En cours actuellement, une campagne de prévention concernant les accidents domestiques touchant les enfants, la tranche d'âge 0 à 6 ans étant la plus concernée.

Ces accidents "de la vie courante" font 20 000 morts par an, dont 2 000 enfants.

C'est une des premières causes de mortalité, et la première cause d'années de vie perdues, vu l'âge moyen des victimes (mourir à 2 ans ou même à 40 ans n'a pas la même signification en années de vie perdues que mourir à 70 ans, avec comme base une espérance de vie de 78 à 84 ans selon le sexe).
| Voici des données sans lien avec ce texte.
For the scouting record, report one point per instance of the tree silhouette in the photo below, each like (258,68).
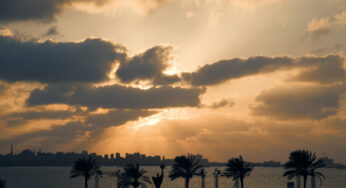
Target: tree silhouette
(238,169)
(85,168)
(303,163)
(185,167)
(133,176)
(159,178)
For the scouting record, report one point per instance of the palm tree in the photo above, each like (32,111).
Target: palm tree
(315,175)
(85,168)
(159,178)
(238,169)
(303,163)
(185,167)
(133,176)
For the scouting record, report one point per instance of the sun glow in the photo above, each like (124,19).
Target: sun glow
(168,114)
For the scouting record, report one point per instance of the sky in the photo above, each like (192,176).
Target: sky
(223,78)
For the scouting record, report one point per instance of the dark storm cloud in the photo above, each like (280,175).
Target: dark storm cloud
(48,62)
(148,66)
(35,10)
(60,135)
(224,70)
(311,102)
(115,96)
(19,118)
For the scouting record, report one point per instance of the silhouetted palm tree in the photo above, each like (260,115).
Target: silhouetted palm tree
(159,178)
(133,176)
(303,163)
(315,175)
(185,167)
(85,168)
(238,169)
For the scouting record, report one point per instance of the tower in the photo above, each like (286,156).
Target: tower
(11,153)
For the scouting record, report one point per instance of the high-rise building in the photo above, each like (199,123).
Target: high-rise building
(11,153)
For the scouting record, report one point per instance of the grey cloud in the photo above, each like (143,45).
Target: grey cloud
(224,70)
(29,115)
(52,31)
(148,66)
(35,10)
(116,117)
(329,71)
(222,103)
(61,135)
(310,102)
(19,118)
(47,62)
(116,96)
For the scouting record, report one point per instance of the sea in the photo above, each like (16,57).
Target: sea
(58,177)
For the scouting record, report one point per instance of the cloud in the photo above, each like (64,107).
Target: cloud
(76,133)
(50,62)
(148,65)
(52,31)
(116,117)
(327,70)
(222,103)
(5,31)
(37,10)
(116,96)
(341,18)
(318,28)
(299,102)
(19,118)
(221,71)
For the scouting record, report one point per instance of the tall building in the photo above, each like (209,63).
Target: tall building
(11,153)
(117,155)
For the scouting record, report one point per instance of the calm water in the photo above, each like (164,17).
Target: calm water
(58,177)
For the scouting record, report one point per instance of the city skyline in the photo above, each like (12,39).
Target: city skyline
(257,78)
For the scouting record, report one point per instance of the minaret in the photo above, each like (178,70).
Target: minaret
(11,153)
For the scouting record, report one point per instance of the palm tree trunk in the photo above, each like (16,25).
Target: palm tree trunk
(203,182)
(313,182)
(85,182)
(298,181)
(305,177)
(187,182)
(236,184)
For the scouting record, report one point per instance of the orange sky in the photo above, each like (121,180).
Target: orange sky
(257,77)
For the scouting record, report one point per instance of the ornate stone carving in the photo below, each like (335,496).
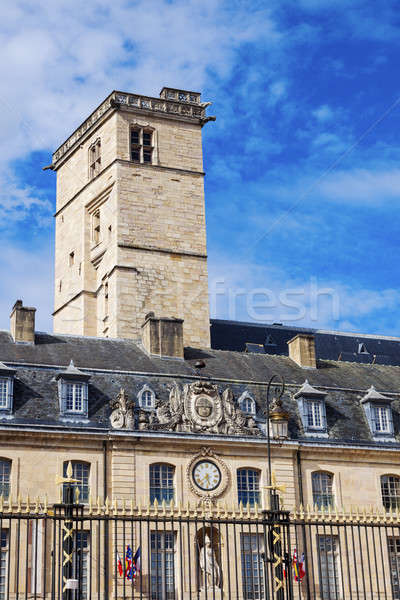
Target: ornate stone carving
(122,412)
(199,408)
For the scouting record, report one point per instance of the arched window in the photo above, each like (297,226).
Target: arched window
(247,403)
(322,489)
(390,488)
(161,482)
(5,471)
(146,397)
(81,472)
(248,481)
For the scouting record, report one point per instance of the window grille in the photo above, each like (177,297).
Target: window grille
(162,566)
(94,159)
(161,483)
(322,489)
(248,482)
(390,489)
(80,472)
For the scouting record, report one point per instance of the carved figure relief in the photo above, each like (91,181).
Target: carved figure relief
(122,416)
(199,408)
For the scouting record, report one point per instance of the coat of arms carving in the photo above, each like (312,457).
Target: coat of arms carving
(199,408)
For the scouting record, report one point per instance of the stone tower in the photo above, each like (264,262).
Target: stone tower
(130,220)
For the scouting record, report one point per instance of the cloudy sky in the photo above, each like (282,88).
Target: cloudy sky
(303,162)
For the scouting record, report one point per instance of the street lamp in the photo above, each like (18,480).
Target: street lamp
(276,420)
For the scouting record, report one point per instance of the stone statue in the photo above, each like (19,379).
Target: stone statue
(211,574)
(122,412)
(199,408)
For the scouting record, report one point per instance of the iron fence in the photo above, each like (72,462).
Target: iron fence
(115,551)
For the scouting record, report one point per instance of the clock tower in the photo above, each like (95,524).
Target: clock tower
(130,219)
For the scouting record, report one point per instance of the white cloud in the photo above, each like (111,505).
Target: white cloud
(27,276)
(323,113)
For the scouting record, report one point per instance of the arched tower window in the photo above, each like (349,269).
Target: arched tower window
(161,482)
(248,482)
(81,472)
(390,489)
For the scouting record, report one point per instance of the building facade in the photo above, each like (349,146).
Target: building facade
(129,392)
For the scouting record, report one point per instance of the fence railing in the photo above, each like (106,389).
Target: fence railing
(116,550)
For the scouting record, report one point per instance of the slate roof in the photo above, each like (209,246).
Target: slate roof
(113,364)
(329,345)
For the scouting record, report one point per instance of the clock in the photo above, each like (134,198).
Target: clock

Ce que l'on peut déplorer, c'est que l'investissement sur le sujet reste mineur, surtout en comparaison d'autres problèmes de santé publique.
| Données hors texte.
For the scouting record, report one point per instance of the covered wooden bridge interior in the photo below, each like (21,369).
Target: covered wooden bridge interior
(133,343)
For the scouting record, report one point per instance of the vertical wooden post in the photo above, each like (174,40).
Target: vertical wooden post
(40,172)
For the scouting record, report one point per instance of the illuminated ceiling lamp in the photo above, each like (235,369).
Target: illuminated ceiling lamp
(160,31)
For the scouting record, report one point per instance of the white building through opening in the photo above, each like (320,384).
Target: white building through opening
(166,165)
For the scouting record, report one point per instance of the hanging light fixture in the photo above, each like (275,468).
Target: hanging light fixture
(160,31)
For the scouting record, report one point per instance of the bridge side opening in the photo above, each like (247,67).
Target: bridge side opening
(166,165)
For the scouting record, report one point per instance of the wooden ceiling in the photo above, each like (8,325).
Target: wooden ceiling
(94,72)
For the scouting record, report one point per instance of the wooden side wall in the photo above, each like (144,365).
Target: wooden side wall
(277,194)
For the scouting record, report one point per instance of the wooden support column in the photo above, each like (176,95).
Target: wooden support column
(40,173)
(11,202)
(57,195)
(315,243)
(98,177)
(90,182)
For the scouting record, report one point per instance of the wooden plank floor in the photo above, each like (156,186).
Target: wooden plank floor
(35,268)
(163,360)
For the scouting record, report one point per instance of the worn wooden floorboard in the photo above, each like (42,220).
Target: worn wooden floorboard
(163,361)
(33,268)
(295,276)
Mais bien sûr, la seule possibilité est la prévention et le conseil. Et leur impact est difficile à mesurer, et médiatiquement peu vendeur.

Cela ne rapporte pas comme des radars sur les routes (mais eux au moins sont efficaces), en termes financiers comme d'affichage médias.

Cela ne fait pas tourner des industries comme (au hasard !) des vaccins à l'utilité sujette à caution.

Réflexion politiquement incorrecte, non ? Mais dans la réalité, avec des moyens donnés, limités, il faut faire des choix.  

Et la réalité, c'est que si on devait vacciner tous les gamins pour le pneumo, cela coûterait à la collectivité 140 millions par an, pour éviter 8 décès.

Et que là, on met moins de 50 millions, à ce que j'ai pu lire, sur une campagne unique, qui ne se renouvellera par avant quoi, 4 ou 5 ans ? 

Pour 2 000 morts par an chez les enfants, 20 000 morts au total, 1° cause de perte d'espérance de vie.

Comme médecin et comme citoyen, je ne suis pas d'accord avec les choix faits en matière de santé publique dans mon pays. Et ils ne concernent pas que le vaccin pneumo.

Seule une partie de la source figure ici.